La CGT fait partie du socle sociologique de la société française. Après des débuts difficiles (1895), sa fusion avec la fédération des bourses du travail fit d’elle, en 1902, une organisation hégémonique, que ni les coups durs (l’échec des grandes grèves de 1906, 1920, 1947-1948) ni les scissions (CGTU en 1922, Force ouvrière en 1948) ni même, à partir des années 1970, l’effondrement du Parti communiste français longtemps sa puissance tutélaire, n’étaient parvenus à déloger de sa position dominante. Quelque chose lentement se meurt qui a été grand.
Le succès de la CFDT, non sur les marges, non chez les employés, les cadres ou les fonctionnaires, mais au cœur même de la forteresse ouvrière, est l’aboutissement d’une longue marche, commencée en 1919 lors de la fondation de la Confédération française des travailleurs chrétiens (CFTC), confirmée dans la participation au Front populaire et à la Résistance et explicitée dans ses objectifs lors de la « déconfessionnalisation » (1964).
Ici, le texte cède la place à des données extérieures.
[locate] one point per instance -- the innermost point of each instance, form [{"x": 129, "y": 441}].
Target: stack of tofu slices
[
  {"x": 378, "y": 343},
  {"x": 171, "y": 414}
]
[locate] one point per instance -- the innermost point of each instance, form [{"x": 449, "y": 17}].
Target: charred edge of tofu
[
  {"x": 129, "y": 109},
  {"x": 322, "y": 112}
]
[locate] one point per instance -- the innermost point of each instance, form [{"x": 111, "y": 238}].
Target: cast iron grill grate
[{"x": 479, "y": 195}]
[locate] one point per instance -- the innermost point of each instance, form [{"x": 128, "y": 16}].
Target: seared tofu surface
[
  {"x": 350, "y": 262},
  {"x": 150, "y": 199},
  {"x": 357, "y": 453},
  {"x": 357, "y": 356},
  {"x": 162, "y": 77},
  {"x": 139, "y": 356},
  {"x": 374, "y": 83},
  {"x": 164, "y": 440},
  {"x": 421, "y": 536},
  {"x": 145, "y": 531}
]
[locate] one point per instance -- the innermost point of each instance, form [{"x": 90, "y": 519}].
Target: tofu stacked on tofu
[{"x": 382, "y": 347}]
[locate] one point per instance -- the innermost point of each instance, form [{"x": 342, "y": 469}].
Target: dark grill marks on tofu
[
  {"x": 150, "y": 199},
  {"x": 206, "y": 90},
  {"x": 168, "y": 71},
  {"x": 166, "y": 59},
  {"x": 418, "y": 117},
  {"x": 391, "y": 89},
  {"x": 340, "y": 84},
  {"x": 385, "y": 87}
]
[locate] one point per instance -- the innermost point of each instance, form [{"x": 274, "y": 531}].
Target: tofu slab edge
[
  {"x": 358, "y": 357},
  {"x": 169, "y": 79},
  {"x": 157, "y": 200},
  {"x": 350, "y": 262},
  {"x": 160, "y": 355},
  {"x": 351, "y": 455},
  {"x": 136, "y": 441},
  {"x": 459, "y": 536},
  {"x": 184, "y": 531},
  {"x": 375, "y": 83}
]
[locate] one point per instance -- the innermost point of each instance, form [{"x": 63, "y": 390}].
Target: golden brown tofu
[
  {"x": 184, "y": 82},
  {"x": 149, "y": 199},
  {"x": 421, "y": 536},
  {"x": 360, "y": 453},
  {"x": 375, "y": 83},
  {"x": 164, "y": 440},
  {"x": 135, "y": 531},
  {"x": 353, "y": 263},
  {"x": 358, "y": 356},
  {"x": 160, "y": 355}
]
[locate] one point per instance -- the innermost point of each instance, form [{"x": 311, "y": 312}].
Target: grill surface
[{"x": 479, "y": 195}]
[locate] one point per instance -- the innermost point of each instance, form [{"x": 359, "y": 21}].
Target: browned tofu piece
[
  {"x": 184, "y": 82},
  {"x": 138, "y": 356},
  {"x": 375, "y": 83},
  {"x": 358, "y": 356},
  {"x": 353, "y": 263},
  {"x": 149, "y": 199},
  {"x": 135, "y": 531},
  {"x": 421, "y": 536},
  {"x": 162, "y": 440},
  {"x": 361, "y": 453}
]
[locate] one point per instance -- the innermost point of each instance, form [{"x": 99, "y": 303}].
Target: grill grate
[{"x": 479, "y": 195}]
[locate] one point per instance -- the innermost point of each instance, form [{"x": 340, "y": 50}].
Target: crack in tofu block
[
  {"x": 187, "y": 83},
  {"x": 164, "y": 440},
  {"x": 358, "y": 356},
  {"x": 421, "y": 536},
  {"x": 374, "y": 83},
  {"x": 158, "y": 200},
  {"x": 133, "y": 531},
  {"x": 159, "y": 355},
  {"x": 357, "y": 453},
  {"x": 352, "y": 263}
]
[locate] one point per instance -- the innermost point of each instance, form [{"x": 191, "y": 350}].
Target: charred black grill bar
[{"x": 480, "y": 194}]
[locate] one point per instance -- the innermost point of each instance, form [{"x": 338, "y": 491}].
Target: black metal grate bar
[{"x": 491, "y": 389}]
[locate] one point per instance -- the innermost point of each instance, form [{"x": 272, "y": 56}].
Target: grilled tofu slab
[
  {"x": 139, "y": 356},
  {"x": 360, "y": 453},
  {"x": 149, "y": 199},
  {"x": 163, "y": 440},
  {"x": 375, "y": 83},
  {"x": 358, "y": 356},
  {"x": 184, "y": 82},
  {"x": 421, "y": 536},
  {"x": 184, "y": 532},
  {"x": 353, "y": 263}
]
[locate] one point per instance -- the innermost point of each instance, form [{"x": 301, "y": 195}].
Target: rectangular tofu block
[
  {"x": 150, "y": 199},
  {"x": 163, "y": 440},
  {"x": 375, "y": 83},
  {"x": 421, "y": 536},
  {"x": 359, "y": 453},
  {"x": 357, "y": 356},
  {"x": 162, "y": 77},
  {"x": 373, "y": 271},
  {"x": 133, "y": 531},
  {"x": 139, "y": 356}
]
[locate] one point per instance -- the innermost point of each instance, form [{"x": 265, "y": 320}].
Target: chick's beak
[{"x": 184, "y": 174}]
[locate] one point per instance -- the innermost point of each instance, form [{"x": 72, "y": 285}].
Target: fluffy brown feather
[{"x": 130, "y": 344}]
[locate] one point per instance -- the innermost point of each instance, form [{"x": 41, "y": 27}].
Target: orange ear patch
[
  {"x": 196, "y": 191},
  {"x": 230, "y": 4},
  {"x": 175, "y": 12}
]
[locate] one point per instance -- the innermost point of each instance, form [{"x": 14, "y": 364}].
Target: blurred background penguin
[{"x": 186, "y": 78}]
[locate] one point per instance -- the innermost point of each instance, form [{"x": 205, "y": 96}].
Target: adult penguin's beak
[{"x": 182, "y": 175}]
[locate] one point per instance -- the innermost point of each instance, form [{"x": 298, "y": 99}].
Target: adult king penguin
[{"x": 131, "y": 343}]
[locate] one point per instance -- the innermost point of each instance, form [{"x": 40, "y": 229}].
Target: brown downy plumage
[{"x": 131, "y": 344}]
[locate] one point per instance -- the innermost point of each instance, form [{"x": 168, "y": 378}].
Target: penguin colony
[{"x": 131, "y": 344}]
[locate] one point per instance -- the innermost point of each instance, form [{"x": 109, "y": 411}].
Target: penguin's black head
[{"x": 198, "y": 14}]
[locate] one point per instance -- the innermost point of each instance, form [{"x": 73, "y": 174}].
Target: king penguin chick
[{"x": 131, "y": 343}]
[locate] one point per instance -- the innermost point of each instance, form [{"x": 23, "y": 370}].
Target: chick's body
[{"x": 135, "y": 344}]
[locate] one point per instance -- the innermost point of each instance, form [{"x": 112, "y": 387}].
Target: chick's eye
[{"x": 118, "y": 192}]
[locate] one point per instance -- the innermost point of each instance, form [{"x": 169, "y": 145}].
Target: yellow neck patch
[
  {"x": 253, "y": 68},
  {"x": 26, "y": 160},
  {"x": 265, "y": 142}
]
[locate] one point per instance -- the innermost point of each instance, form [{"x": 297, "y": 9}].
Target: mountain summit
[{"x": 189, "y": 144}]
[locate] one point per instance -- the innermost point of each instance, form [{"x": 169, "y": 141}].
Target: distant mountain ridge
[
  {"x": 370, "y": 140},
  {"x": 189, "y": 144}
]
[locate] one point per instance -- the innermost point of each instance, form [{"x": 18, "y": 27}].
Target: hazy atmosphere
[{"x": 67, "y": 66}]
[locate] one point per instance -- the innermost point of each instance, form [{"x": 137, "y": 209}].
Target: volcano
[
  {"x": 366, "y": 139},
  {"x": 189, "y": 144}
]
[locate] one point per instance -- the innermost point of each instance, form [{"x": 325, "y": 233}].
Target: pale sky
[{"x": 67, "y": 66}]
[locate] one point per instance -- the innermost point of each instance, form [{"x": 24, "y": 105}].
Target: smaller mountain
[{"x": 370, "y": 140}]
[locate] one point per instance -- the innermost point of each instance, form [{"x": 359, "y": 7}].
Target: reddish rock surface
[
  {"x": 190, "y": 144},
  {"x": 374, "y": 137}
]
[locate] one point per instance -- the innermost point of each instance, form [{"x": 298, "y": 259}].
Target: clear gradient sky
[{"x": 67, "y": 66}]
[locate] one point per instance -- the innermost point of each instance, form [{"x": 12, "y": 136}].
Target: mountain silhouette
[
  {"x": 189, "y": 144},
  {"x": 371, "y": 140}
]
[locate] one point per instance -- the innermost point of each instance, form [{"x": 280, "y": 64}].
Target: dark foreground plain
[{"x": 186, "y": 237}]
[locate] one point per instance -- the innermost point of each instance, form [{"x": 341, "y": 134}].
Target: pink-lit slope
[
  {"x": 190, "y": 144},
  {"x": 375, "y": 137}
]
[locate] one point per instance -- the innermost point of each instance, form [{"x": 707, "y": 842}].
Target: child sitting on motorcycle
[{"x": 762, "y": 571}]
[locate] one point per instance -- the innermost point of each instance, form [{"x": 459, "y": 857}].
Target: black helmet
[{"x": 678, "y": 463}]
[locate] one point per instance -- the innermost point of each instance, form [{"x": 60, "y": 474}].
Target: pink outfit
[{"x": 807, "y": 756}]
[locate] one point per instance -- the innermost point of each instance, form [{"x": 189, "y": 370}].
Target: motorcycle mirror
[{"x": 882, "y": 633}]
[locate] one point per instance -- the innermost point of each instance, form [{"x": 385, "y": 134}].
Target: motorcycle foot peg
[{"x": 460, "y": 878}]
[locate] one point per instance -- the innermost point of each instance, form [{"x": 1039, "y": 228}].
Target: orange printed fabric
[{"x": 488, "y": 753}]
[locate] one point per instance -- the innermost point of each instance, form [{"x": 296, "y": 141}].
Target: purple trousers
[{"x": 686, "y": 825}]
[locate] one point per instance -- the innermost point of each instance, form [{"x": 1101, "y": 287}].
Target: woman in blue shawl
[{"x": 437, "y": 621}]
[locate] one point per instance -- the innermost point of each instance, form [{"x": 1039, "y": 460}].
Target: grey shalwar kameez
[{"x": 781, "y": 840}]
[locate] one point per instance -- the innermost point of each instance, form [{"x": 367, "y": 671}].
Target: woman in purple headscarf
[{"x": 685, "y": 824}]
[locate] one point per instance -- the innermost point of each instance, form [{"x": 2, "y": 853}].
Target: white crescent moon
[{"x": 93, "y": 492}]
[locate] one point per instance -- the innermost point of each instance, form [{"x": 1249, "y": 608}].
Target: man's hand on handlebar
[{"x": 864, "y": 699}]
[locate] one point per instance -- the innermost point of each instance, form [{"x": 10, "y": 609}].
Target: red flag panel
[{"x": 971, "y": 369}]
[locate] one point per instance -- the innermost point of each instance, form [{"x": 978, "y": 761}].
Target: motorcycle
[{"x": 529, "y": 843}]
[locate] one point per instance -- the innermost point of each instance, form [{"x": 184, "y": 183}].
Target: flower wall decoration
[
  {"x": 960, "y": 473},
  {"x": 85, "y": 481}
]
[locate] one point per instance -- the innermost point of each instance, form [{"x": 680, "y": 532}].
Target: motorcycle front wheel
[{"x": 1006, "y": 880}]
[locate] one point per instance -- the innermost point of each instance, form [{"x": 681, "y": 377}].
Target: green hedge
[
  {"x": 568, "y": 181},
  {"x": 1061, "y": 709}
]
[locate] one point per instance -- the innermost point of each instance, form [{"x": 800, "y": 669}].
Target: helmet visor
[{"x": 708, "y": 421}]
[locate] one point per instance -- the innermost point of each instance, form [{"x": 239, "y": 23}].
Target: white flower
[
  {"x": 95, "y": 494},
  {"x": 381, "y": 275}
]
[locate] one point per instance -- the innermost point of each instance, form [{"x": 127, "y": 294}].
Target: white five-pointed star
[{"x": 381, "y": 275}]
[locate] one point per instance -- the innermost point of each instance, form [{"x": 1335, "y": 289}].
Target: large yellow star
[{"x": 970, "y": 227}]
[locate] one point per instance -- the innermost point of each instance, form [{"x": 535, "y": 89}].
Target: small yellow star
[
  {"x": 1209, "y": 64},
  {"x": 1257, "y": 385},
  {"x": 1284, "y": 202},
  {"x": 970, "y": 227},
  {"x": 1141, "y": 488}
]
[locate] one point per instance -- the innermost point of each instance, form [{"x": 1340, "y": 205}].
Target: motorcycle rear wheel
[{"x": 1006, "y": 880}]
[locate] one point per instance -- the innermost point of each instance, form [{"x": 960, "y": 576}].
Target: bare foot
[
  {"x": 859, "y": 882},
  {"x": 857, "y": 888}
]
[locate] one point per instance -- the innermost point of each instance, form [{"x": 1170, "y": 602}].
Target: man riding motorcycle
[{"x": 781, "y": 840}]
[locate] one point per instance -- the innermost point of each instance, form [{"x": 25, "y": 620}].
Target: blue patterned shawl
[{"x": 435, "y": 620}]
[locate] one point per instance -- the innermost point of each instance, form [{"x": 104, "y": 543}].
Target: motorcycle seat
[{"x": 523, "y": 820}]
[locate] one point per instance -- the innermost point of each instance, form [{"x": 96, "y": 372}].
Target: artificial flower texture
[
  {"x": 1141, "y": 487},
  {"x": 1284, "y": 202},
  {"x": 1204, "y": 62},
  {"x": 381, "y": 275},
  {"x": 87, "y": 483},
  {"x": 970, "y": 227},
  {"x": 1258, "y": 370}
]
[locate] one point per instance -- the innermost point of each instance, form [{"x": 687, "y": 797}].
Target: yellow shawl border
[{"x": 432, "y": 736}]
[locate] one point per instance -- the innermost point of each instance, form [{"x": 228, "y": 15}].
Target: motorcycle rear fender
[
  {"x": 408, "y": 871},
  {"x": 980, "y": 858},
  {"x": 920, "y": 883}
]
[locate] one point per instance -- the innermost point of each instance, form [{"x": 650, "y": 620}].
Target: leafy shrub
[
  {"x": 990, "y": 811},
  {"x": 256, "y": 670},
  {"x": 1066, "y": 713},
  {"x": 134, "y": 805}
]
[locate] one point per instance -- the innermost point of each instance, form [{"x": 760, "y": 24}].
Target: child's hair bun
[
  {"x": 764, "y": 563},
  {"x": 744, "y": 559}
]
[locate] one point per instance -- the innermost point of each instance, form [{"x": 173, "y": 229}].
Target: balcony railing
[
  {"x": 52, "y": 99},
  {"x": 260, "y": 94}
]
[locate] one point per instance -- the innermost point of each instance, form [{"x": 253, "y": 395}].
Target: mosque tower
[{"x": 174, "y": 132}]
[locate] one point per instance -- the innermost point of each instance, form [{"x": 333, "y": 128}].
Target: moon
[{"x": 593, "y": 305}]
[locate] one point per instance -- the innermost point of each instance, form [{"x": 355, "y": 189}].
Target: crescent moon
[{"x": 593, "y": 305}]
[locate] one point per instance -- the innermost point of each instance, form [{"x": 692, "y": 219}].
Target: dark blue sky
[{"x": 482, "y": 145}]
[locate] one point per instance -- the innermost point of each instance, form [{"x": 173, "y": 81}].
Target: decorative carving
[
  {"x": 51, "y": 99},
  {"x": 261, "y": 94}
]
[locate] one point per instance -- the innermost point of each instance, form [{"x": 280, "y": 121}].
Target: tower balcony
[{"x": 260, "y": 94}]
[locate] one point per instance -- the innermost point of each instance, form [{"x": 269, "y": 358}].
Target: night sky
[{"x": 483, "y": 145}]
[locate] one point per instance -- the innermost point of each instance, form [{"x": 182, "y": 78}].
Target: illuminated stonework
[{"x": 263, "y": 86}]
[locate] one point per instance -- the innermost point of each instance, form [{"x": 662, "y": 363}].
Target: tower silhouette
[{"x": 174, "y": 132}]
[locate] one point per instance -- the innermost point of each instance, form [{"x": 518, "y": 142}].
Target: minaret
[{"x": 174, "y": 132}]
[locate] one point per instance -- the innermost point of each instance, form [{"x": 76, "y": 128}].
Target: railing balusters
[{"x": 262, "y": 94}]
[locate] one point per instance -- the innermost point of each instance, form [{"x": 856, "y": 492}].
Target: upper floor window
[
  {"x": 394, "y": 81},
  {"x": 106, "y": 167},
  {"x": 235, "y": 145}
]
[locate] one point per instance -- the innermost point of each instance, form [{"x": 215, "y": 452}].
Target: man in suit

Travaillisme de gauche et dissidence de SolidarnoscA la Libération, face à une CGT dominée par un PC stalinien, la confédération se définit clairement comme une force antitotalitaire ; pendant la guerre d’Algérie, comme une force anticolonialiste ; en 1968, comme une force autogestionnaire. Progressivement, l’organisation reprend à son compte et incorpore, sous le nom de socialisme démocratique, ce qu’il y a de plus authentique dans la tradition de l’autonomisme ouvrier, jalonnée par le proudhonisme et la Commune de Paris, le syndicalisme d’action directe et la Charte d’Amiens (1906), le travaillisme…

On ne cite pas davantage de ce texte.